What makes “The Wholehearted” compelling is how it examines the metaphor of fighting as both a pubic career and as an aspect of domestic violence.
The Wholehearted, created by Stein/Holum Projects.Performed by and co-directed by Suli Holum. Written and co-directed by Deborah Stein. Presented at ArtsEmerson, Liebergott Black Box Theatre, Boston, MA through April 27.
By Robert Israel
Fighter and narrator Dee Crosby (Suli Holum) bounds onto a raised platform stage. Audience members are seated around its four sides; Jumbotron screens project enlarged images of the athlete’s grimaces, droplets of sweat, smiles, and grunts. Johnny Cash’s voice croaks out “A Boy Named Sue,” the story of a man who fights his way through life because of his feminine name. We’re primed for a similar battle as Dee — who embodies both the masculine and feminine via her boyish haircut and taut physique — grapples with issues of identity. She performs her jabs, grunts, sidesteps, and lunges. The Wholehearted is poised to tell of Dee’s triumphs and miseries.
There is no bell to signal the start of a round. But the fight, which is really an encapsulation of all the fights she has endured as a career pugilist and in her personal life, has begun.
Dramas of fighters — male and female — are not new to the stage or screen (Rod Serling’s 1956 teleplay Requiem for a Heavyweight and Clint Eastwood’s 2004 feature film Million Dollar Baby come to mind). Given all the competition, what makes this play compelling is how it examines the metaphor of fighting as both a pubic career and as an aspect of domestic violence. The play intertwines these two ideas and refuses to flinch. The character of Dee is not only battling for accolades and title trophies in the ring; she is sparring for her life at home, too, where she endures pummeling assaults by her (unseen) coach/husband Charlie Flaxon.

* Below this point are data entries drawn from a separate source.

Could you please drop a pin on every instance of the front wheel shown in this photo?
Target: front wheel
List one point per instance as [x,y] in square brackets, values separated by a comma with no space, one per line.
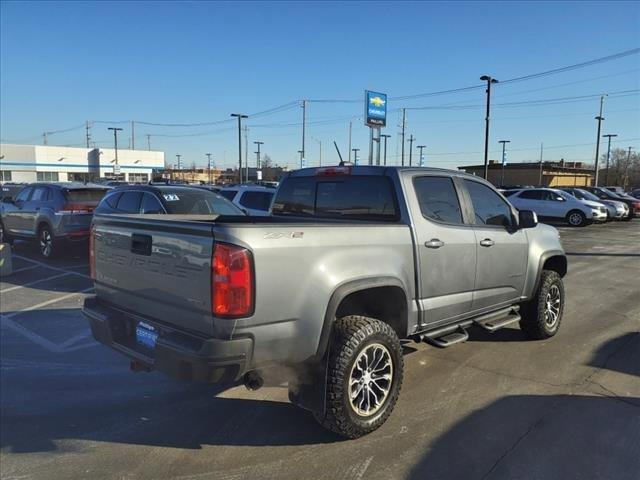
[364,376]
[576,218]
[45,241]
[541,316]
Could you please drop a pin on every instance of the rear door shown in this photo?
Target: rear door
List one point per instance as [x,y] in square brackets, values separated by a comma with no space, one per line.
[446,248]
[501,249]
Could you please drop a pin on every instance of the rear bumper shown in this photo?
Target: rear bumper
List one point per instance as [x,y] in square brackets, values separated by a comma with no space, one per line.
[179,354]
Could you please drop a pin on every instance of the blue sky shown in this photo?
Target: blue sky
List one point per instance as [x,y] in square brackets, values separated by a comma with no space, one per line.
[64,63]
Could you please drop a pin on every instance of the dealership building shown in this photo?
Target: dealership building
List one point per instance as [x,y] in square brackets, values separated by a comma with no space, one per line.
[49,163]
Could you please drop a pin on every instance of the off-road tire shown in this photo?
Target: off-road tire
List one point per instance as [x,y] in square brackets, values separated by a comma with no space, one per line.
[351,336]
[533,322]
[572,215]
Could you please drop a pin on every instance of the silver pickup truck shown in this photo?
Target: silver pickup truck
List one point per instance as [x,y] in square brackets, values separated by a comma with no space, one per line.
[351,260]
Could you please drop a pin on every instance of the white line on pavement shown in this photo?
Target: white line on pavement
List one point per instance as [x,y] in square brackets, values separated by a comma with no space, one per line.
[17,287]
[50,267]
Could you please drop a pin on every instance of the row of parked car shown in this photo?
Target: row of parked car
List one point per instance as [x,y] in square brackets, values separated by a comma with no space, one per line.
[577,206]
[55,214]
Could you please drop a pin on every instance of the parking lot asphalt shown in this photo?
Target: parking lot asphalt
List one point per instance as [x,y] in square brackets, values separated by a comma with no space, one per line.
[497,406]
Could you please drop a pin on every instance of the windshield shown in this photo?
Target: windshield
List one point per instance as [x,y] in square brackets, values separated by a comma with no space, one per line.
[584,195]
[198,202]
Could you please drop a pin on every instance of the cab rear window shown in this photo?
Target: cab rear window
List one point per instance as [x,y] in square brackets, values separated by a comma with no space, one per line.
[362,197]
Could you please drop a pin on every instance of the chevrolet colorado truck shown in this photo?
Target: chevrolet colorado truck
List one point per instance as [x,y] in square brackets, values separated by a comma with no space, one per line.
[351,260]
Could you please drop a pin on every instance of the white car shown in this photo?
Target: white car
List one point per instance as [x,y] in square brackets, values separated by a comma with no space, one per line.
[254,199]
[556,204]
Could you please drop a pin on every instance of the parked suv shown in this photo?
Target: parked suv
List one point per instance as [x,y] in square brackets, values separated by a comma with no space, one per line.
[256,200]
[49,213]
[555,204]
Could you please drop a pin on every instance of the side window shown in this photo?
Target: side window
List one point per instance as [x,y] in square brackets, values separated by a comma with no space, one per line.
[489,208]
[40,194]
[23,196]
[130,202]
[256,200]
[150,204]
[438,199]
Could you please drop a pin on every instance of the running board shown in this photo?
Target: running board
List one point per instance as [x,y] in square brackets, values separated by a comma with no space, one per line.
[447,338]
[497,320]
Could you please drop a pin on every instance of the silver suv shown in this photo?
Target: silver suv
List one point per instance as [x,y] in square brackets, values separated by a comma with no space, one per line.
[49,213]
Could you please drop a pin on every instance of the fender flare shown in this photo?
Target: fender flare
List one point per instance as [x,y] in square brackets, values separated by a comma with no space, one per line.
[344,290]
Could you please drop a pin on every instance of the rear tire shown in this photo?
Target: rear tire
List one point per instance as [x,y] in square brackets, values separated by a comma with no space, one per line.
[46,243]
[541,316]
[364,376]
[576,218]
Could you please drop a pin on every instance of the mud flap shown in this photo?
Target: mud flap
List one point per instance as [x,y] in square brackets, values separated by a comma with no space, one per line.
[310,389]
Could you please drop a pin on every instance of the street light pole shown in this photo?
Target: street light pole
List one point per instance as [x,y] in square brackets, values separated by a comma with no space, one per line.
[599,118]
[411,140]
[209,165]
[258,154]
[489,81]
[385,147]
[355,155]
[115,140]
[504,158]
[240,117]
[606,175]
[421,147]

Actress Holum skillfully recreates this turbulently punishing world, struggling to survive in both worlds. Moments of tenderness are mixed in with the punches and scars, until the tenderness evaporates like the sweat from last night’s fight. All she is left at the end is blood and scars. A graceful fluidity develops between the scenes in the ring (on stage) and the fights that occur at home, wherein we learn of her battles, the broken nose she gives to Charlie.
Still, for all its effective theatrical moments, particularly when Holum transforms articles of clothing into illusionary characters, there are troubling aspects, too, from the first moment to the finish.
While the use of video equipment in this show is appropriate – every fighting event is televised today, so that the throngs seated in auditoriums can see every stream of blood that oozes from battered pugilists. During the production, Holum is followed around by Steven Stevo Arnoczy holding a video camera; his skillful work brings us ringside. Less effective are the scenes when Holum’s character uses a handheld video camera to film herself, ostensibly so we can see and hear her as she narrates her story. Before she develops a relationship with the audience, she bounds onstage and shoves a camera to her face. The problem is that we end up watching the television images. We disengage, at times gawking at Jumbotrons rather than experiencing her live performance. I found myself yo-yoing between the two, thinking I might miss something. An occasional televised projection would make the point just as powerfully; repeated uses of the screen are dramatically self-defeating. As the script goes through additional incarnations (it has been in workshop since 2012, and the ArtsEmerson production is the world premiere), this dependence on screens needs to be modulated, considerably.
Staying true to the country-western motif first introduced by the Cash tune at the opening, Holum, microphone in hand, croons a couple of tunes. These vocal interludes are the most effective storytelling device in the production. We are immediately transported to a country-western barroom steeped in “the mud, the blood and the beer” found in the lyrics of the Cash song. Holum is a talented singer; the songs, deceptive in their simplicity, send a few chills down our collective spines.
But there are not enough of these chills or moments of terror, taut evocations of a fighter’s season in hell. All the pouncing, jabbing, fancy foot work, the taped knuckles flailing the punching bag, the interspersed televised interview segments with a faux ESPN reporter, dull the senses. If we are meant to be taken into this savage world, we need to be yanked by the collective scruffs of our necks — necks that are not made sore as they stare at up Jumbotron images. Not that I am against technology. In fact, the creative team of Stein/Holum should consider attaching a microphone to Holum for each and every scene. At the moment, her lines are often inaudible, muffled by the thuds from her dancing, prancing and grunting on the plywood stage.
The Wholehearted is a work in progress. It has the potential to be an even more effective work for the stage, but it first must get out of its own way so it can let the audience in.